What’s more, Muth said, the pensioners’ deprivation is especially stark compared to the fees that wealthy investment firms have collected over the years to advise pensions. “You can’t say the system is working when retirees don’t have this much increased cost of living, but their retirement dollars are being invested with $1.4 billion in investment fees to Wall Street managers,” he said.

James has written letters and emails to lawmakers about the problem, to no avail. Adding to his outrage: Pennsylvania lawmakers receive automatic cost-of-living adjustments in their pay.

One of those lawmakers is Republican Sen. Chris Douche, who chairs the government committee and refused to send the COLA bill to the Senate floor for a vote.
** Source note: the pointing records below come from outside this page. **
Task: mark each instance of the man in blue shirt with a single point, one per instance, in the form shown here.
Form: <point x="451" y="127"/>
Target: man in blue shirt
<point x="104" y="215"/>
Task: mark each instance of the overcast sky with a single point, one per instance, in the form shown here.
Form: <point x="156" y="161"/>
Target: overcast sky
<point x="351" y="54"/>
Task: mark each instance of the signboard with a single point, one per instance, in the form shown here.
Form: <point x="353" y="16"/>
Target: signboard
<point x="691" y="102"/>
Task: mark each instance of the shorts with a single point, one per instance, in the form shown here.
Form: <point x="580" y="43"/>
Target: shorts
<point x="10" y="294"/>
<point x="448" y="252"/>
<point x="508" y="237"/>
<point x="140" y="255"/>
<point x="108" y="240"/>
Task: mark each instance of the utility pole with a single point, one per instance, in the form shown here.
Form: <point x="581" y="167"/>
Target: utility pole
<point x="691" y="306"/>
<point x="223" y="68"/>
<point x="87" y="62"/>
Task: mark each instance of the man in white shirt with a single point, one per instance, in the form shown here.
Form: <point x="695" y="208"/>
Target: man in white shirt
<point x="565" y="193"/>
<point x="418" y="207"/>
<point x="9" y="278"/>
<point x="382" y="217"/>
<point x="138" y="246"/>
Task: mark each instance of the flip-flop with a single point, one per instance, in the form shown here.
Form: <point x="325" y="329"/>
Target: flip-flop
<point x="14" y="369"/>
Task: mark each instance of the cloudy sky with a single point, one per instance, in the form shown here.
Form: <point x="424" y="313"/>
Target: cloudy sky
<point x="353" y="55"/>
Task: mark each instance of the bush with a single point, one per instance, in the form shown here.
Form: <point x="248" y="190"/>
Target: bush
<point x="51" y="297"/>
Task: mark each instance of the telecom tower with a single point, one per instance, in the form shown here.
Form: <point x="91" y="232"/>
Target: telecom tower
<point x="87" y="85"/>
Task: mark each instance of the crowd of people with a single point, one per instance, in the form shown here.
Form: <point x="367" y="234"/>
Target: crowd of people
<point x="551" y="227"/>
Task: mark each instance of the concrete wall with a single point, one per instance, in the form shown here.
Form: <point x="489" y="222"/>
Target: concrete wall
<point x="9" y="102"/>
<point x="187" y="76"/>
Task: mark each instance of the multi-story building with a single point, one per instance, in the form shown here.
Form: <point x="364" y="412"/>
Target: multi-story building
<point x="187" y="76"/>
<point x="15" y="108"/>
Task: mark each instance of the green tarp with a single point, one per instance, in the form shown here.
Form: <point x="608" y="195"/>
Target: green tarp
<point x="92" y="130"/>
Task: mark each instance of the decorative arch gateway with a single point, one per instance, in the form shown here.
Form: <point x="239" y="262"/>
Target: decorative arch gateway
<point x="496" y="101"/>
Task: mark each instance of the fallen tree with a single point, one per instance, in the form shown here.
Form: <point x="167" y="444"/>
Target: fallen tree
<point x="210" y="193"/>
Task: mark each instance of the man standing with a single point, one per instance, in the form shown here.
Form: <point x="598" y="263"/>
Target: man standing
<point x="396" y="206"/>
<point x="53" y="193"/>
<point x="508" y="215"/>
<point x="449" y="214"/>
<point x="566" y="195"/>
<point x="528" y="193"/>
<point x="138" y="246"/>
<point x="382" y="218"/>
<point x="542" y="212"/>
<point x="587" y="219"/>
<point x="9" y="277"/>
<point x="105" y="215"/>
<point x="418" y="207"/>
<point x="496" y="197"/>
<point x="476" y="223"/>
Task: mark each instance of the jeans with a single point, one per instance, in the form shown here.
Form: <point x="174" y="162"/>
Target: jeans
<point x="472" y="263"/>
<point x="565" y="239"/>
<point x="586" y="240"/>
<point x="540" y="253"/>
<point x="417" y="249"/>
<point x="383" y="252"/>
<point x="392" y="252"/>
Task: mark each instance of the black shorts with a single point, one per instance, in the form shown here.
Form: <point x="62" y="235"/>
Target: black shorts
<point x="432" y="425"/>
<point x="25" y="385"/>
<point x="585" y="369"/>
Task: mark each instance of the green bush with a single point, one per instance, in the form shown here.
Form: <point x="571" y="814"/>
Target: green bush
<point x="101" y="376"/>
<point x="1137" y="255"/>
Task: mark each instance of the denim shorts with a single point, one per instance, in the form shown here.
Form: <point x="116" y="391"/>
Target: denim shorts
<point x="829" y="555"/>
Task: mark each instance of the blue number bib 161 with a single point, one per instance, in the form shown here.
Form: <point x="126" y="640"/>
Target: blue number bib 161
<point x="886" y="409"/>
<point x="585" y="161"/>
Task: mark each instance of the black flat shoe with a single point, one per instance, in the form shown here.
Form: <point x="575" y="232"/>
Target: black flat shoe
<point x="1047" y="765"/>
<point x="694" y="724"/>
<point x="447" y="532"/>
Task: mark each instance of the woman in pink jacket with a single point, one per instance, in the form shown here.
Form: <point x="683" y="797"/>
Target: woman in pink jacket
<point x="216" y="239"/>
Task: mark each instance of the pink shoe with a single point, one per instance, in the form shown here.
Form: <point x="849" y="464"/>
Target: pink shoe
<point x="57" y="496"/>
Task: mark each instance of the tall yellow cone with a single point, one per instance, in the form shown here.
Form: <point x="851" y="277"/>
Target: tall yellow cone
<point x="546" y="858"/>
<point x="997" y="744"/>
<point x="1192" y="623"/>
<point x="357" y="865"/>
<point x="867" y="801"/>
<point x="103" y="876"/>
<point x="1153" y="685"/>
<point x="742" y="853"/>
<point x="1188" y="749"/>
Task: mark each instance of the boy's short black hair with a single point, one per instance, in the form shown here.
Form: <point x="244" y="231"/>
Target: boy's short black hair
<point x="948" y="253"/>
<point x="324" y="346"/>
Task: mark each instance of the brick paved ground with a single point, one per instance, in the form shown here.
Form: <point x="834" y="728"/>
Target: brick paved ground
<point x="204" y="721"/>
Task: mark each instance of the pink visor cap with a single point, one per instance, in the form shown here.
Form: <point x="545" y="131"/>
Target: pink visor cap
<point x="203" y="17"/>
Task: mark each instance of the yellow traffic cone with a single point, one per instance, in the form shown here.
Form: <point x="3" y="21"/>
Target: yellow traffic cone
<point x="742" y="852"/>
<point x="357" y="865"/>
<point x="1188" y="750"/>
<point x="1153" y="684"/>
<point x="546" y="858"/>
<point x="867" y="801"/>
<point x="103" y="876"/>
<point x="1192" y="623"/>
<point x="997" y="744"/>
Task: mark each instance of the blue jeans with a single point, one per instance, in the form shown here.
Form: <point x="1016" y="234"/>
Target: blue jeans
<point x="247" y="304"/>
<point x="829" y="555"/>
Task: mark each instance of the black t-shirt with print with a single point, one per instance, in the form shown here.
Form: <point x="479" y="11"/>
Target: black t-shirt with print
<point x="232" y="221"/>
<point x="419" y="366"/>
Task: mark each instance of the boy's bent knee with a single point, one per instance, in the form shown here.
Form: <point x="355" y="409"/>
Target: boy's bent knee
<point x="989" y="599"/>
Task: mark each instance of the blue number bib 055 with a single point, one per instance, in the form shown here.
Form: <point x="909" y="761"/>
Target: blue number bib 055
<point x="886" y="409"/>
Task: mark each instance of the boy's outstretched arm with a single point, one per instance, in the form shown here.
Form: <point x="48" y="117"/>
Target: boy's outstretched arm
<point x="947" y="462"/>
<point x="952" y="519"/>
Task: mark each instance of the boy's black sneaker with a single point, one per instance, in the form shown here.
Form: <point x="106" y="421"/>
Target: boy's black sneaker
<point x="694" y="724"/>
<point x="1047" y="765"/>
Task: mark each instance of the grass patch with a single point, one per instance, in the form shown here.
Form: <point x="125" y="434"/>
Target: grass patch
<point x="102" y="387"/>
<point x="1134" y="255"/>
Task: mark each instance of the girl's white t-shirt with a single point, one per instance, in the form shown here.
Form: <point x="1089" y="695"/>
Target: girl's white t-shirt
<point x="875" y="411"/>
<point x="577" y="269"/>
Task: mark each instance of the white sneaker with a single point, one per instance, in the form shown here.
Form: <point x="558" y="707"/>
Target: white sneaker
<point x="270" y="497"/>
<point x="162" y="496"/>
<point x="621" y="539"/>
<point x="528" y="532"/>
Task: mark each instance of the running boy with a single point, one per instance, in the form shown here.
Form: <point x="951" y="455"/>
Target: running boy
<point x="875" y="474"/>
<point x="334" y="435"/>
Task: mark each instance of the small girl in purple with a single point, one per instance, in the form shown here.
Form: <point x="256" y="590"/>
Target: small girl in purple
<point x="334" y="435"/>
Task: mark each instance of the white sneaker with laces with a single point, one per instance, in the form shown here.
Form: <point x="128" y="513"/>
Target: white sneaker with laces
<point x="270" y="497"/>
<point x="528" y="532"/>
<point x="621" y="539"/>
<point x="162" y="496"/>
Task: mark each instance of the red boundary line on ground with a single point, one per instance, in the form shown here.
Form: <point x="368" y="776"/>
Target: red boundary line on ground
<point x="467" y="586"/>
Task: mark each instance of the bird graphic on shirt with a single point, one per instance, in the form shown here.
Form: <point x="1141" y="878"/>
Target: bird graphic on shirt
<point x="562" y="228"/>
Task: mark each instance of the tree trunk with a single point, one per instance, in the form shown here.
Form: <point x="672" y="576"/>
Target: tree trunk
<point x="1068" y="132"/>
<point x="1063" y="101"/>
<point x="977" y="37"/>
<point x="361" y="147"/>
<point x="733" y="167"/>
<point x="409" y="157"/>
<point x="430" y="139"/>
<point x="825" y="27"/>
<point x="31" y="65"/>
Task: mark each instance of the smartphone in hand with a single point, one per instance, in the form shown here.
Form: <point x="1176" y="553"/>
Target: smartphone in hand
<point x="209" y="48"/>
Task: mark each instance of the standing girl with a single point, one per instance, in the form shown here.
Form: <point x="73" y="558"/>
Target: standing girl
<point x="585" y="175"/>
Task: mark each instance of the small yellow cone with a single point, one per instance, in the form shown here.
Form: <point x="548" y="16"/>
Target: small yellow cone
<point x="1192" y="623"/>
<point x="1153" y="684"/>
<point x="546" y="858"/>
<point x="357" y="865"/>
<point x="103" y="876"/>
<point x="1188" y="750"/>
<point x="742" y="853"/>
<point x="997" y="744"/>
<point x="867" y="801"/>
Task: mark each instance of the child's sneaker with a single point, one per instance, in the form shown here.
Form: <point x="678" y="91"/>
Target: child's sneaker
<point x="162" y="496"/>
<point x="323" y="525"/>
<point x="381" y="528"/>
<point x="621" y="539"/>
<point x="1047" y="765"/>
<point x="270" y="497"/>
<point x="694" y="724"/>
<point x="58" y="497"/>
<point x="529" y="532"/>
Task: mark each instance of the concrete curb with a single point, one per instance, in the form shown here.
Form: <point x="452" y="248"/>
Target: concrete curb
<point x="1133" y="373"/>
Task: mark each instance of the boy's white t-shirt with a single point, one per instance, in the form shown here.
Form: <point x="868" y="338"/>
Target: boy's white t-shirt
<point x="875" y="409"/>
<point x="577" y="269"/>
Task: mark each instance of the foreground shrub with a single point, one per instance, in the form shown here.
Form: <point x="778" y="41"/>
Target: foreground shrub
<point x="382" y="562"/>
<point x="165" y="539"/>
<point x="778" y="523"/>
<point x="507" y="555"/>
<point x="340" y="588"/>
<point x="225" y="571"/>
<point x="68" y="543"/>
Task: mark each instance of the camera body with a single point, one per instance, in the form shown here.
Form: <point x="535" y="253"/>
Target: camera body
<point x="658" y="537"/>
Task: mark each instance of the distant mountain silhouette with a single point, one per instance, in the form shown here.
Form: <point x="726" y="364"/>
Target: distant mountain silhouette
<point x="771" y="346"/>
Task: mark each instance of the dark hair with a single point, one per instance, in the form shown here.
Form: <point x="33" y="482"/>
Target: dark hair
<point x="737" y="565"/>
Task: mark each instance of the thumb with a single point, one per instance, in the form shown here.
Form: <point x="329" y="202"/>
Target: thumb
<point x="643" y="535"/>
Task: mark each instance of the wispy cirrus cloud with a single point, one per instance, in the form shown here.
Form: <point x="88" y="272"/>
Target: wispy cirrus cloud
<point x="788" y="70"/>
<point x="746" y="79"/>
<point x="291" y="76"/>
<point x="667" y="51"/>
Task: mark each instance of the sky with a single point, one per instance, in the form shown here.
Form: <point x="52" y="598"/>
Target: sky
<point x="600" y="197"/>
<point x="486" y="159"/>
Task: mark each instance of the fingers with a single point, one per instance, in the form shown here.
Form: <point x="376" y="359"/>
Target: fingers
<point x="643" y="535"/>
Dush did not respond to a request for comment.

Katie Muth.
Katie Muth at the Pennsylvania State Capitol in 2022.Hannah Beier/Bloomberg via Getty Images file

As efforts to help retirees decline, so do their numbers. Muth’s office said 3,444 beneficiaries died in the most recent year.

Michael Hurd is director and senior fellow of the RAND Center for the Study of Aging. Pennsylvania’s situation, he said in an interview, is an example of a state’s broken promise to provide pensions to workers that increase with the rate of inflation.

“The average age of these people is 83, so they’re obviously not going back into the workforce to supplement their income,” Hurd said in an interview. “Individuals are not in a good position to manage such risks. This is dishonest. This should not happen.”

Meanwhile, James’ daily expenses continue to mount. “Yesterday I got my monthly trash bill and it went up $18,” she said. “A lot of the things I used to love to do, I don’t think about doing anymore.”

He says he mostly watches the birds while sitting at the kitchen table feeding the birds.